And accordingly you will have to choose the solution.
And finally, these last layer
for doing the encryption is the disk itself.
And these are disks that could be either
physical disks or it could be virtual disks.
So whatever it is, the encryption and decryption takes
place at the disk level. Okay, so typically
these are implemented by using certain kernel
modules and these kernel modules will actually
intercept the data that is actually getting written into the file
system on the disk. And these kernel modules will
be capable of managing the keys and encrypting and
decrypting the data. So as you see, there are four
different layers at which you can implement these
encrypting at rest. And there are
actually benefits, merits and demerits of
each of these layers.
So that is what we are going to talk about in the subsequent
slides. So let's enter into the patterns
for encrypting data at rest, right?
And let's say encryption by the microservice
itself. So what happens in this way
of encrypting data at rest?
So we saw that earlier. So this is the case in which these
application microservice itself has the logic
or the responsibility for encrypting and
decrypting the data. So typically
in these cases you will have to watch out for things like sorting
and searching of data. So if your application is doing
more amount of sorting and searching of data then
this is not possible because the data is stored as
an encrypted format in the database and the database engine doesn't
know how to sort the data and it will not be capable of searching the
data. So this is something that you will have to keep in mind whether
your application can be written in such a fashion that
it can tolerate this limitation. And by
the way, if you are having existing applications
which are already talking to a database,
right, and it could be expensive for
you to redesign applications for you to introduce the
logic of encrypting and decrypting the data in your application.
And by the way, this patterns of
encrypting at the microservice level has the least
attack surface. The reason being at the very first
layer itself where the data is generated,
the data is getting encrypted and as the data cases through
the underneath layers it passes in an encrypted fashion,
which means the attack surface in this case is the least.
So you get a high degree of protection for your data.

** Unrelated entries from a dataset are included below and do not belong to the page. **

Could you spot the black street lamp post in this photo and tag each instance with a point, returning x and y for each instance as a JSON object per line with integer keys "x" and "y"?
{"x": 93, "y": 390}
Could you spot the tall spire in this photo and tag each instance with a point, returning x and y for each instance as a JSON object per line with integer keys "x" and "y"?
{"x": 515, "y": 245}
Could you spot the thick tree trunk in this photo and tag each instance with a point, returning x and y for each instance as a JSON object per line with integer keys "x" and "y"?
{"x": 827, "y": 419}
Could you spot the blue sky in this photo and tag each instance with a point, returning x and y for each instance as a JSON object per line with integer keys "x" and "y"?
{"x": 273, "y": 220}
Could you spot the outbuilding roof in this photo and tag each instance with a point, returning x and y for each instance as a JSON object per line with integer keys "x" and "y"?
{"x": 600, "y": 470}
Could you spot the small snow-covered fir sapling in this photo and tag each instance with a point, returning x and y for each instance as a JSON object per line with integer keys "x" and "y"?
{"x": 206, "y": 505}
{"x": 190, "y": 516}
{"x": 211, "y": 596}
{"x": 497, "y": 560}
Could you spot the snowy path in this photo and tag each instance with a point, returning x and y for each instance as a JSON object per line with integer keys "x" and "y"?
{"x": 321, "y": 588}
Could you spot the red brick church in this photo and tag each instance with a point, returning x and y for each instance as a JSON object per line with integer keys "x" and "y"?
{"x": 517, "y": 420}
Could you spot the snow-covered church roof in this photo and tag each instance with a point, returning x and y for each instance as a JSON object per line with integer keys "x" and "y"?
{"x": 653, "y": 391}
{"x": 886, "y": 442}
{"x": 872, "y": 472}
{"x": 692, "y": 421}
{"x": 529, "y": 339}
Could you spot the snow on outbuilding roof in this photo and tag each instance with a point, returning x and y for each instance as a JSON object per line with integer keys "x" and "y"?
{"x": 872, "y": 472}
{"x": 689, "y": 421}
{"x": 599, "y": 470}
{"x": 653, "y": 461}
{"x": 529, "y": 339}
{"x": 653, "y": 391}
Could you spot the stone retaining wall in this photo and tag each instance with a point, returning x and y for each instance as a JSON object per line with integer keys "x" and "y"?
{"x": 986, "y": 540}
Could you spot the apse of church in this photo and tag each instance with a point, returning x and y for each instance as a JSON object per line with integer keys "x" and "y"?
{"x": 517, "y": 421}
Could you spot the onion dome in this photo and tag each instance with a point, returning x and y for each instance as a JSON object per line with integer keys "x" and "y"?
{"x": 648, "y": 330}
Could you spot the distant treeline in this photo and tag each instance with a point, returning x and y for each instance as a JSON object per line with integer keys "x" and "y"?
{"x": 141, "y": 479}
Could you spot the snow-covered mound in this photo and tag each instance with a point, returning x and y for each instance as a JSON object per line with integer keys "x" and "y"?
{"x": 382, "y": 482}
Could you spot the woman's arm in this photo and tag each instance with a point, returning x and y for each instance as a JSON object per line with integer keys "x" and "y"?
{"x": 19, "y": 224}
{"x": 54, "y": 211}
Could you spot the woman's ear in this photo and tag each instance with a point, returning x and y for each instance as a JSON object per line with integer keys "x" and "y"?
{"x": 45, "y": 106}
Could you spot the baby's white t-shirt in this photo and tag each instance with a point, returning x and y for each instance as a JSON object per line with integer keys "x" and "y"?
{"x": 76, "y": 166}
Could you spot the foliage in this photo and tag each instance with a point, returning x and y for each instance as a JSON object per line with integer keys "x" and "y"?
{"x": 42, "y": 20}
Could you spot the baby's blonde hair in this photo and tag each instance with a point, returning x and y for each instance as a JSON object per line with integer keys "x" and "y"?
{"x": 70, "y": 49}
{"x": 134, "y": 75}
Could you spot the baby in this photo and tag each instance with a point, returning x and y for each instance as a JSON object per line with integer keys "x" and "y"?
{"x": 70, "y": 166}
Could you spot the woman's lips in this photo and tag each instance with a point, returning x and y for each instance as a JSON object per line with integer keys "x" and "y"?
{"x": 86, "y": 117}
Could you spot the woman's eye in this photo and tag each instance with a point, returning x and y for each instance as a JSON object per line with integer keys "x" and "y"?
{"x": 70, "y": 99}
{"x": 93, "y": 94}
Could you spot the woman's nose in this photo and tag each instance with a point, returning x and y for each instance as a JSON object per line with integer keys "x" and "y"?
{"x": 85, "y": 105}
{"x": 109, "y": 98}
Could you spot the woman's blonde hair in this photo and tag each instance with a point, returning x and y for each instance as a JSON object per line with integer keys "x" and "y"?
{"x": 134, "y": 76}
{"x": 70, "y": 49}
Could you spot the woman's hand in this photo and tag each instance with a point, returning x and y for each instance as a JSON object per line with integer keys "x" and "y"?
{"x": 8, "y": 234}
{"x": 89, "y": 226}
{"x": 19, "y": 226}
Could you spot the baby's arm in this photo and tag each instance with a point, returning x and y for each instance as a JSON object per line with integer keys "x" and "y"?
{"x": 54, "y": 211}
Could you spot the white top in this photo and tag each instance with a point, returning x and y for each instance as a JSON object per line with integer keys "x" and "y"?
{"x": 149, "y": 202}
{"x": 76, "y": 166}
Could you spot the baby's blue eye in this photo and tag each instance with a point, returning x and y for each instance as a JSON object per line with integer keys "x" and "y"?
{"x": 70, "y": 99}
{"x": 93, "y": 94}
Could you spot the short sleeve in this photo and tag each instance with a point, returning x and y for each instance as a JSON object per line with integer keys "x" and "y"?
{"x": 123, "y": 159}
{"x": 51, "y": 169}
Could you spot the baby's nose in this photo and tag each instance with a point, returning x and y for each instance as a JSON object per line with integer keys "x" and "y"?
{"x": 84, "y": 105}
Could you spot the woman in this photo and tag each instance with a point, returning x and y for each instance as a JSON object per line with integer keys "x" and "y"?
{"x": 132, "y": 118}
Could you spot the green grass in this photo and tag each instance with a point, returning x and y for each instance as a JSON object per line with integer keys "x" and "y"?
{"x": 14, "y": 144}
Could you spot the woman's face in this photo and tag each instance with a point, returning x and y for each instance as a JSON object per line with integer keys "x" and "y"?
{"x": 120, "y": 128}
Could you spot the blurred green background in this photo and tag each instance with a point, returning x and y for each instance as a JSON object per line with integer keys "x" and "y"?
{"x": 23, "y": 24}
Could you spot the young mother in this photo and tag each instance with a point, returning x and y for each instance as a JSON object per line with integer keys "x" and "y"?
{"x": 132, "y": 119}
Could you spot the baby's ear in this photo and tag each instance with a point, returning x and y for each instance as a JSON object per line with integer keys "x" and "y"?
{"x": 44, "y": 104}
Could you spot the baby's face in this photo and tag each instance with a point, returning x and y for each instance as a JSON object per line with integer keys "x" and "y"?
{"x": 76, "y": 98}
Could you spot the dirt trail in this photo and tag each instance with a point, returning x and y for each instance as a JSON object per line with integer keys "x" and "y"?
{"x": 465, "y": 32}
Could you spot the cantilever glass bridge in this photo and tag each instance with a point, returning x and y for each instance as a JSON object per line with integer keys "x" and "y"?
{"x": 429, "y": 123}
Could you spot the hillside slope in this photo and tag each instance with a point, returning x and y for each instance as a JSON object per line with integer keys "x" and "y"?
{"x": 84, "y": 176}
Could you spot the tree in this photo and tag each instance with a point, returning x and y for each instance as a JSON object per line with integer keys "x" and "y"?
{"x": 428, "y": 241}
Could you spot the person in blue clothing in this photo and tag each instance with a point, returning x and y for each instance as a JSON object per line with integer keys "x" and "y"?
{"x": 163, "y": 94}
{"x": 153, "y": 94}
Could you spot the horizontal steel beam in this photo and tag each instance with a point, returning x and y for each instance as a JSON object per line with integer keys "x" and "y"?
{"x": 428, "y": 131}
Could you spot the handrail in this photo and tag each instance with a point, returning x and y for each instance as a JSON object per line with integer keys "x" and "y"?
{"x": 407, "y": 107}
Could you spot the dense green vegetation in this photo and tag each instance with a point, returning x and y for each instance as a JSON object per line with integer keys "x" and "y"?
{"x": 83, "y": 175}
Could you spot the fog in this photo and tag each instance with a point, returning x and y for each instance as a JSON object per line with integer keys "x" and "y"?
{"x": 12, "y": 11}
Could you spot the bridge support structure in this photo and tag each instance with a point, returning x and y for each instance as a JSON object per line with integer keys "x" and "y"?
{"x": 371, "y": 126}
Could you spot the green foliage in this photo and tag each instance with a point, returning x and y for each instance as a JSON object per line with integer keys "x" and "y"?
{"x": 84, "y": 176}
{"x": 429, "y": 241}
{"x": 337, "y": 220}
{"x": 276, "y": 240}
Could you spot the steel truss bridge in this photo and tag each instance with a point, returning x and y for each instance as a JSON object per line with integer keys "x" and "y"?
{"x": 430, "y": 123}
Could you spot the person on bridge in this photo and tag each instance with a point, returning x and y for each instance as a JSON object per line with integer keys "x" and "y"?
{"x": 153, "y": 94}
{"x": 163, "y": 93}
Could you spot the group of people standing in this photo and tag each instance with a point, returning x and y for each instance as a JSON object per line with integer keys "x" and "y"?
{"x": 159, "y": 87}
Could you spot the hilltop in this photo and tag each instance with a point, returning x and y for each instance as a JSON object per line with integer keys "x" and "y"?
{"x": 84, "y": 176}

And of course using this pattern you should
be very mindful of key management issues because the
key management is now the responsibility of the application. And of
course the application can rely on other microservices
to perform the key management activities.
But at the end of the day these application is still
accountable and responsible for doing the
key management related activities. So this is something that you will have
to keep in mind if you are going to choose this pattern.
The next pattern is encryption by the database itself.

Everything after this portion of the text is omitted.